The Career Centrality of Algorithms

Among all undergraduate computer science courses, algorithm design and analysis is consistently identified as the most directly tested in technical job interviews. Students preparing for software engineering careers at major technology companies should expect to encounter algorithm design and analysis questions in essentially every technical interview. This is not the only valuable skill — software engineering practice involves much more than algorithm design — but it is the most universally tested skill across the technology employment landscape.

The Industry-Academic Algorithm Practice Gap

Industry practice in algorithm design has shifted substantially with the maturation of algorithm libraries. Most software engineers in industry use library implementations of classical algorithms rather than implementing them from scratch. However, the algorithmic thinking developed in COT4400 — the ability to recognize problems, select appropriate paradigms, analyze complexity, and design custom solutions where library solutions don't apply — remains essential. Students should aim to develop algorithmic thinking, not just memorize classical algorithms.
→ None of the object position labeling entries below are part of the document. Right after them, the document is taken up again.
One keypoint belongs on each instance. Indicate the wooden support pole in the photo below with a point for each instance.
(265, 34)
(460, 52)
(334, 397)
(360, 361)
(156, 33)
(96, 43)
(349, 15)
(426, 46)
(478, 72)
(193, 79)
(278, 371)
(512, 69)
General Education and Transfer

COT4400 is a Florida common course number that transfers as the equivalent course at all Florida public postsecondary institutions per SCNS articulation policy.

Course Format

COT4400 is offered in face-to-face, hybrid, and online formats. The mathematical and proof-based content translates to multiple formats; many institutions offer online sections.

Position in the Computer Science Curriculum

COT4400 is typically taken in the third or fourth year of computer science study, after COT3100C (Discrete Structures), COP3530C or comparable (Data Structures), and substantial programming experience. The course is foundational for subsequent graduate algorithms work.

Difficulty and Time Commitment

COT4400 is consistently identified as among the most challenging undergraduate computer science courses. The course requires substantial out-of-class time (typically 9-12 hours per week beyond class time), strong mathematical maturity, and disciplined practice with algorithm design and complexity analysis. Students who succeed typically work problems daily, attend all classes, engage actively with worked examples, and supplement with practice problems (LeetCode, HackerRank).

Prerequisites

COT4400 typically requires COT3100C (Discrete Structures) with grade of C or better; COP3530C (Data Structures) or comparable with grade of C or better; substantial programming experience (typically through Programming II or equivalent); junior standing in computer science typical.

AI Integration (Optional)

AI tools (large language models, code-focused AI tools) are widely used by computer science students for algorithms coursework and pose substantial considerations.

Where AI Tools Help

• Concept explanation — alternative explanations of paradigms (greedy, dynamic programming, divide-and-conquer)
• Worked examples — additional examples and traces of classical algorithms
• Initial implementation drafts — Python or other language implementations as a starting point for student understanding (with substantial caution)
• Test case generation — generating test cases to validate student algorithm implementations

Where AI Tools Mislead

• Algorithm design without analysis — AI tools can generate algorithm implementations but typically without the rigorous correctness and complexity analysis the course is designed to develop
• Hallucinated complexity analyses — AI tools sometimes assert complexity bounds that are incorrect
• Surface-level pattern matching — AI tools may match superficial problem features rather than understanding deep algorithmic structure

Academic Integrity

The use of AI tools to generate algorithm implementations or analyses submitted as student work without permission is academic dishonesty under most institutional policies. Algorithm design courses are typically among the most strict on AI use — the course's central learning objective is developing the algorithmic thinking skill that AI tools are designed to bypass. Students should consult their institution's specific policies and recognize: algorithm interviews at major technology companies are conducted without AI assistance and students who used AI to bypass developing the skill typically fail these interviews; the algorithmic thinking skill is genuinely durable and broadly applicable, and bypassing its development provides short-term gain at substantial long-term cost; the course's challenges are intentional, and the difficulty is precisely where the learning happens.